Questa presentazione non era fatta per rispondere alla domanda su quanto possa essere veloce il processo di privatizzazioni – non è il momento giusto per affrontare il tema. L’obiettivo era fornirvi una lista delle cose da considerare per valutare la solidità del processo. La conclusione generale è che la privatizzazione è una delle poche riforme nella vita di un paese che ha assolutamente bisogno del contesto macroeconomico giusto per avere successo. Lasciatemi sottolineare ancora che non dobbiamo fare prima le principali riforme e poi le privatizzazioni. Dovremmo realizzarle insieme. Di certo, non possiamo avere le privatizzazioni senza una politica fiscale credibile, che – ne siamo certi – sarà parte di ogni futuro programma di governo, perché l’aderenza al Trattato di Maastricht sarà parte di ogni programma di governo.

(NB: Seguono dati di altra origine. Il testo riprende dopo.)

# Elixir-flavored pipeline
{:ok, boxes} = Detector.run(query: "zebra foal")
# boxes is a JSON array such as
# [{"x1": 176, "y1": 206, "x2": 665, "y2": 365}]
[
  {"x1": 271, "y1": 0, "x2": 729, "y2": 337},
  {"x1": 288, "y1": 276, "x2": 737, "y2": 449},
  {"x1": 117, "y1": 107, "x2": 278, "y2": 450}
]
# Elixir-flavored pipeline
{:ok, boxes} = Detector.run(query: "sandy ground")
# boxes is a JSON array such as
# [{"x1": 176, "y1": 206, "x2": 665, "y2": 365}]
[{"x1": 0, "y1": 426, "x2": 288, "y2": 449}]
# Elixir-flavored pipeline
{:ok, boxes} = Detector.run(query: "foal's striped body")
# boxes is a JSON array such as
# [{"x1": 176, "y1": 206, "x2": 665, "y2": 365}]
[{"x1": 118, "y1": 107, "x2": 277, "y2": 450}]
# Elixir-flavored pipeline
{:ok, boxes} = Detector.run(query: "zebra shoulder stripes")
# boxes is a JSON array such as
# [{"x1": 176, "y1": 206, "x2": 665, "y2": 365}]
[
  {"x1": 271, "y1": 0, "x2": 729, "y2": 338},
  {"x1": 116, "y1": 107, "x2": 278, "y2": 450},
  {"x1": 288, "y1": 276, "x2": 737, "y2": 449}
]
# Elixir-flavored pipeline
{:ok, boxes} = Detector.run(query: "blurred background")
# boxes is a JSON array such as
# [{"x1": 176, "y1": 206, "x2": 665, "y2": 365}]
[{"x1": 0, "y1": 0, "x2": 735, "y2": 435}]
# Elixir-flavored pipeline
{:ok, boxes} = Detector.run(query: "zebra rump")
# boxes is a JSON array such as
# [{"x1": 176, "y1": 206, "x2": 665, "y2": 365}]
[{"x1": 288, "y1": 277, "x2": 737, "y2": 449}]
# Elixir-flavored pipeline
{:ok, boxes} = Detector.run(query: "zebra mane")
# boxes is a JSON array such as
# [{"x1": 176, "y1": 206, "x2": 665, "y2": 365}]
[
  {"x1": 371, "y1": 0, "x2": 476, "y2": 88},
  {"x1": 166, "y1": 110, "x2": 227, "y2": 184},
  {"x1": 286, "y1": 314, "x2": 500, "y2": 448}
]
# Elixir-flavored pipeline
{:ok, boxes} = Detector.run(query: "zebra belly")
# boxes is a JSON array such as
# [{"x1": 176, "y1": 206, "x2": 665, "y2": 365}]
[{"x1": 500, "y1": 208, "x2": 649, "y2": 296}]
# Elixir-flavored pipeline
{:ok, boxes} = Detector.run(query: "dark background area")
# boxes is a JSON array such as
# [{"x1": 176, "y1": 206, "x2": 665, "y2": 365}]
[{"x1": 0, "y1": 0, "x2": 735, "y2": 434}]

Lasciatemi concludere spiegando, nella visione del Tesoro, la principale ragione tecnica – possono esserci altre ragioni, legate alla visione personale dell’oratore, che vi risparmio – per cui questo processo decollerà. La ragione è questa: i mercati vedono le privatizzazioni in Italia come la cartina di tornasole della dipendenza del nostro governo dai mercati stessi, dal loro buon funzionamento come principale strada per riportare la crescita. Poiché le privatizzazioni sono così cruciali nello sforzo riformatore del Paese, i mercati le vedono come il test di credibilità del nostro sforzo di consolidamento fiscale. E i mercati sono pronti a ricompensare l’Italia, come hanno fatto in altre occasioni, per l’azione in questa direzione. I benefici indiretti delle privatizzazioni, in termini di accresciuta credibilità delle nostre politiche, sono secondo noi così significativi da giocare un ruolo fondamentale nel ridurre in modo considerevole il costo dell’aggiustamento fiscale che ci attende nei prossimi cinque anni.